Con ordinanza n. 34889 del 13.12.2023, la Terza Sezione Civile della Corte di Cassazione si è finalmente pronunciata sulla nullità dei tassi di finanziamento determinati, tra il settembre 2005 ed il maggio 2008, sulla base del tasso Euribor definito a valle di un accordo manipolativo della concorrenza concluso da diversi istituti bancari.
Invero, la Decisione datata 04.12.2013 della Commissione Antitrust Europea aveva accertato esservi stato, nel periodo tra il 29 settembre 2005 e il 30 maggio 2008, un accordo di cartello tra alcune banche internazionali lesivo della concorrenza, finalizzato ad una manipolazione del tasso Euribor applicabile ai prestiti bancari.
In particolare, la condotta anticoncorrenziale posta in essere da Barclays, Deutsche Bank, Société Générale e The Royal Bank of Scotland si era concretizzata nella restrizione e/o la distorsione della concorrenza nel settore dei derivati sui tassi di interesse in euro collegati all’Euribor. In pratica le banche si erano messe d'accordo tra loro per falsare i parametri sulla base dei quali si determina il tasso Euribor con l'obiettivo di far aumentare il tasso lucrando sugli interessi di chi aveva scelto un finanziamento a tasso variabile.

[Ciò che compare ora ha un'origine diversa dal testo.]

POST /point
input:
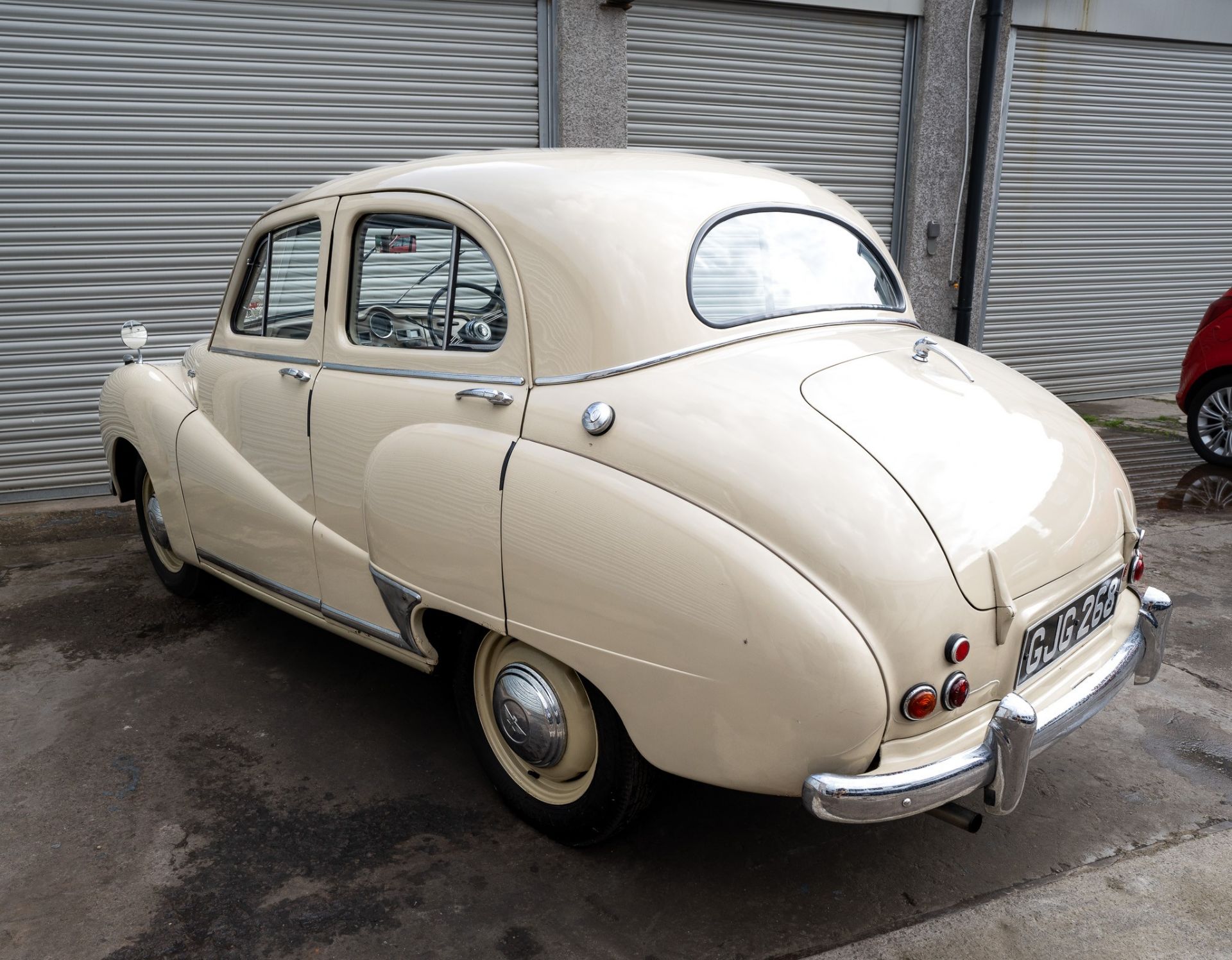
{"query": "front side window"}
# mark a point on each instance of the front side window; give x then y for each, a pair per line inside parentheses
(774, 263)
(423, 284)
(280, 291)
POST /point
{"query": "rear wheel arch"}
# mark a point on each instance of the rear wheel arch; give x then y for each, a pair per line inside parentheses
(1198, 387)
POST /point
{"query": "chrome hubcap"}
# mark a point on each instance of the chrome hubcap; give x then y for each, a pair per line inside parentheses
(155, 524)
(529, 715)
(1215, 422)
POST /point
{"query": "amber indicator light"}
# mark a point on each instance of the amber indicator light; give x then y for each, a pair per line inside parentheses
(920, 701)
(955, 692)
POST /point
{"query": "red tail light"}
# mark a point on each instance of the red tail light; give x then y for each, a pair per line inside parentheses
(920, 703)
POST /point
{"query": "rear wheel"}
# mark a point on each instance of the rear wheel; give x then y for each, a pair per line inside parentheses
(550, 742)
(1210, 420)
(179, 577)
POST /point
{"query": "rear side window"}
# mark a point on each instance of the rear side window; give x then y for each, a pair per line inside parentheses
(422, 284)
(759, 264)
(280, 290)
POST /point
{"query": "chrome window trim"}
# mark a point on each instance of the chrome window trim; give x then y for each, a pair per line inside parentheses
(429, 375)
(265, 582)
(700, 348)
(900, 305)
(363, 626)
(277, 357)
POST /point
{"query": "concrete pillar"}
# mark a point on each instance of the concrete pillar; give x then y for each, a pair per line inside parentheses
(936, 166)
(592, 74)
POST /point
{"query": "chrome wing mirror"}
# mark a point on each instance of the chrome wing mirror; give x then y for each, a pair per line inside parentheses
(927, 344)
(135, 337)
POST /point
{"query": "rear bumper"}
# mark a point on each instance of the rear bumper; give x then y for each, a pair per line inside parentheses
(1016, 733)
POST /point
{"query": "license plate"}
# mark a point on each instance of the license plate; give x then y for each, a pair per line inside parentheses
(1057, 634)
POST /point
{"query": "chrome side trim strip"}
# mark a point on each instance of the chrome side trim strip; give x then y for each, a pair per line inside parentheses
(364, 626)
(277, 357)
(265, 582)
(690, 350)
(314, 603)
(400, 602)
(431, 375)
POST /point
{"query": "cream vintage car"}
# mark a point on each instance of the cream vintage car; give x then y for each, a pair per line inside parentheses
(651, 451)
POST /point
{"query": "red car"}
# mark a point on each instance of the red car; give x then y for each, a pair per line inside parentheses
(1205, 391)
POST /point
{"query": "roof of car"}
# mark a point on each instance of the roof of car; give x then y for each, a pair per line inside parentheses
(601, 238)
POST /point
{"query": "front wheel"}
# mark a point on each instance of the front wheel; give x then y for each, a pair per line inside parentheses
(180, 578)
(550, 742)
(1210, 420)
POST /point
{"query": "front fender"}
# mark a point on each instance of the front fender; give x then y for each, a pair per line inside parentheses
(141, 404)
(724, 662)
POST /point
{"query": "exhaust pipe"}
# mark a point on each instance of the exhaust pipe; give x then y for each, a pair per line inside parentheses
(960, 818)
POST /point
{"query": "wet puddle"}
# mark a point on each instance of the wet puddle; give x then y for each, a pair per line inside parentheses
(1190, 746)
(1167, 475)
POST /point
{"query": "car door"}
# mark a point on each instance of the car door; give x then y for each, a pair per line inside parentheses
(415, 415)
(244, 458)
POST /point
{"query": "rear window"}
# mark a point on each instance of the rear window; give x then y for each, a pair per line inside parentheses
(753, 265)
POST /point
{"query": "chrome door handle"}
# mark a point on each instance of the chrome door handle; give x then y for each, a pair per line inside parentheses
(495, 397)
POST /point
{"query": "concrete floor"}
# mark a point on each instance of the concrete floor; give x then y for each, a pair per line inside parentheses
(215, 779)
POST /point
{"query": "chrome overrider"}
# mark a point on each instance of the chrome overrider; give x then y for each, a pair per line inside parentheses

L’Euribor è un tasso di interesse di riferimento ampiamente utilizzato sui mercati monetari internazionali, il cui scopo è rispecchiare il costo dei prestiti interbancari in euro. Definito come un indice del tasso al quale sono offerti depositi a termine in euro nel mercato interbancario da una banca primaria ad altra banca primaria, esso si basa sulle quotazioni individuali dei tassi a cui ciascuna delle banche del panel ritiene che un’ipotetica banca primaria presterebbe fondi ad altra banca primaria.
I tassi Euribor hanno una notevole rilevanza stante l’influenza, tra l’altro, sul prezzo di determinati prodotti finanziari negoziati a livello mondiale utilizzati da grandi imprese ed istituzioni finanziarie per gestire la propria esposizione al rischio o a fini speculativi.
La questione affrontata dall’ordinanza della Suprema Corte traeva origine da una sentenza della Corte d’Appello di Milano, emessa a conferma della pronuncia del Giudice di prime cure che rigettava l’opposizione a decreto ingiuntivo relativa a canoni insoluti di un contratto di leasing finanziario. Sia innanzi al Tribunale che avanti alla Corte d’Appello era stata opposta, senza essere accolta, la nullità dei tassi riferibili al periodo sopra menzionato in quanto calcolati sulla base del tasso Euribor oggetto del accordo manipolativo della concorrenza de quo.
Avverso alla sentenza della Corte d’Appello Meneghina veniva proposto ricorso denunciando la violazione dell’art. 2, co. 2, della Legge 287/1990, ai sensi del quale “sono vietate le intese tra imprese che abbiano per oggetto o per effetto di impedire, restringere o falsare in maniera consistente il gioco della concorrenza all'interno del mercato nazionale o in una sua parte rilevante”.
Tale motivo è stato ritenuto fondato dalla Suprema Corte di Cassazione.
Infatti, l’art. 2, co. 3, della Legge 287/1990 statuisce che “le intese vietate sono nulle ad ogni effetto” e sempre secondo la Cassazione, il citato articolo non si limita a rilevare la nullità delle intese anticoncorrenziali originarie, essendo piuttosto diretto a condannare la situazione nel suo complesso in quanto ostativa del gioco della concorrenza. Ne deriva, pertanto, che ad essere raggiunto dal divieto in parola è qualunque contratto o negozio a valle che costituisca applicazione delle intese illecite concluse a monte.
Conseguenza della nullità dei tassi d’interesse così definiti per il periodo 2005 - 2008 è la loro rideterminazione al saggio legale in tutti i rapporti bancari regolati dal tasso Euribor, con un notevole risparmio di spesa per chi aveva acceso tali rapporti e conseguente diritto alla restituzione di quanto indebitamente pagato.